En vandaag vroeg ik me af of de man die zichzelf in Genève in brand heeft gestoken misschien die baby is geweest.
Wie hij ook is, hij is slechts een van de miljoenen Koerden zonder thuis. Volgens het CIA Factbook vertegenwoordigen de 30-40 miljoen Koerden in het Midden-Oosten ongeveer 10% van de bevolking van Syrië , 19% van de Turken , 15-20% van de Irakezen en zijn de tweede grootsteetnische groep in Iran – met 7 miljoen zijn ze ongeveer 10% van de bevolking. Het idee om een nationaal huis voor de Koerden te creëren is verre van nieuw en werd voor het eerst ter sprake gebracht in 1920 toen het Verdrag van Sèvres de erkenning van verschillende onafhankelijke staten, waaronder het land Koerdistan, voorstelde. Het was maar al te goed en het verdrag werd nooit geratificeerd. Erger nog, de kwestie Koerdistan werd zelfs niet genoemd in het Verdrag van Lausanne, dat in 1923 de grenzen van het moderne Turkije afbrak.
Vanaf daar ging het verder bergafwaarts, en geen van de landen waar Koerdische bevolkingsgroepen waren, had de minste intentie om hen toe te staan onafhankelijk te zijn van centrale heerschappij, laat staan dat een bescheiden deel van hun grondgebied een Koerdische natie kon vormen. Zoals te zien is op de kaart, zijn de gebieden aaneengesloten en eenvoudig te bepalen, net zoals honderd jaar geleden door zoveel koloniale kaarten werd gedaan.
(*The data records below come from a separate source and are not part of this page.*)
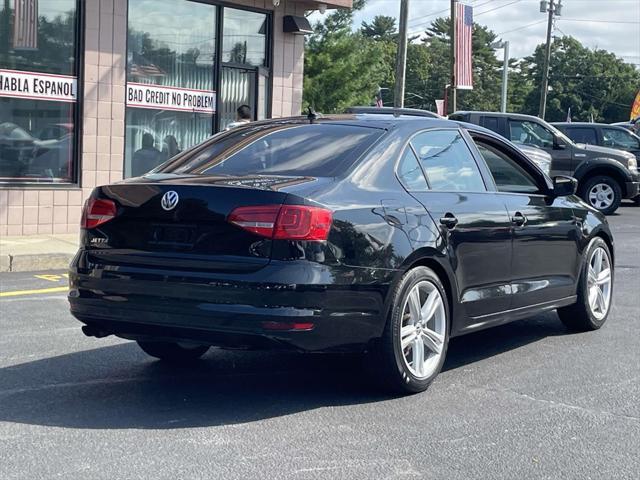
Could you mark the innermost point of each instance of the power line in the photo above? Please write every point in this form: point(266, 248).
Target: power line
point(495, 8)
point(596, 21)
point(522, 27)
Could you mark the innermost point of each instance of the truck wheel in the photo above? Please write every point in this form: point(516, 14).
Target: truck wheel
point(603, 193)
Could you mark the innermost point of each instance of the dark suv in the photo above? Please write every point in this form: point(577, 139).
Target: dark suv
point(605, 175)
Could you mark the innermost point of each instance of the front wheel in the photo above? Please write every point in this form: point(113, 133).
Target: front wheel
point(603, 193)
point(173, 352)
point(414, 344)
point(595, 290)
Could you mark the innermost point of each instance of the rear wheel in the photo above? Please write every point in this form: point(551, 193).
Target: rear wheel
point(173, 352)
point(603, 193)
point(595, 290)
point(414, 344)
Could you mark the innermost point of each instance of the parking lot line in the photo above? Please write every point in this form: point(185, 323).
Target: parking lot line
point(16, 293)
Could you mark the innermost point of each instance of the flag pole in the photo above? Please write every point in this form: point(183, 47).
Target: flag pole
point(401, 58)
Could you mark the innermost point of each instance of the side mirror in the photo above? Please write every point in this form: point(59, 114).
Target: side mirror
point(558, 144)
point(564, 186)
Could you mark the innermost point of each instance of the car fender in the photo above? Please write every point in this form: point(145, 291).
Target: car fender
point(602, 165)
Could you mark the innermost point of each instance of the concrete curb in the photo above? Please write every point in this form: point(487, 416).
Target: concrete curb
point(33, 262)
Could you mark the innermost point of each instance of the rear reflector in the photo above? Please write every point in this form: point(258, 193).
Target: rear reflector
point(287, 325)
point(97, 211)
point(286, 222)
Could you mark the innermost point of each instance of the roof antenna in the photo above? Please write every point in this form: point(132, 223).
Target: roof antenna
point(312, 115)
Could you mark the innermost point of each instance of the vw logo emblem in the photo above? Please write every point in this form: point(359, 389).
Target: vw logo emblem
point(170, 200)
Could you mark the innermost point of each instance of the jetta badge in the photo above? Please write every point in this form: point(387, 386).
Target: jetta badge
point(170, 200)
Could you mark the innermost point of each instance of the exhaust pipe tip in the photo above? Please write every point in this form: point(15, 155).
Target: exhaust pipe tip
point(91, 331)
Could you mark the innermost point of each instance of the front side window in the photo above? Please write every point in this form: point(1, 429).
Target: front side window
point(530, 133)
point(507, 174)
point(171, 97)
point(294, 149)
point(620, 139)
point(583, 135)
point(447, 161)
point(38, 91)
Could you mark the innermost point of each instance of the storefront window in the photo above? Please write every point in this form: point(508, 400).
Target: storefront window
point(245, 37)
point(38, 90)
point(171, 98)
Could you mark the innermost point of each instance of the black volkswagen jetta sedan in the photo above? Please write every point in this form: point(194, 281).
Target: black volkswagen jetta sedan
point(380, 234)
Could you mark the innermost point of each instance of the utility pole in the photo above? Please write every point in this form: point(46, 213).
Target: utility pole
point(454, 92)
point(553, 9)
point(505, 73)
point(401, 56)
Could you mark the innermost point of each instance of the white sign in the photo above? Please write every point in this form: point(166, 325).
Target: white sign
point(38, 86)
point(143, 95)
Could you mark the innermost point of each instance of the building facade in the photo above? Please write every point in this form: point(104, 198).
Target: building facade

Naarmate de tijd verstreek, was er een toenemende internationale afhankelijkheid van olie, en het gebeurde gewoon dat er veel olie was en is in Koerdische gebieden. Dat verklaart al heel lang precies waarom Washington zo geïnteresseerd is in de regio en sinds kort op 24 oktober de wereld heeft laten zien dat olie en winsten het meest belangrijk zijn, van de jaren van het cretinous Bush tot die van het giftige Trump.
Na alle Trump-Pentagon over de terugtrekking uit Syrië, was er een abrupte heroverweging, waarbij defensie-secretaris Esper op 24 oktober aankondigde dat “we onze positie versterken” in Syrië en een onbepaald aantal tanks inzet in het noordoosten. Toen tweet Trump : “Wanneer deze experts die het Midden-Oosten al 20 jaar verkeerd noemen, vragen wat we uit de deal halen, zeg ik eenvoudig: WE HEBBEN DE OLIE EN WE BRENGEN ONZE SOLDATEN TERUG, ISIS BEVEILIGD!”
Vergeet vrijheid, Koerden. Je zit op olie, en dat is wat gewenst is. Er is geen hoop dat je ooit een eigen land zult hebben.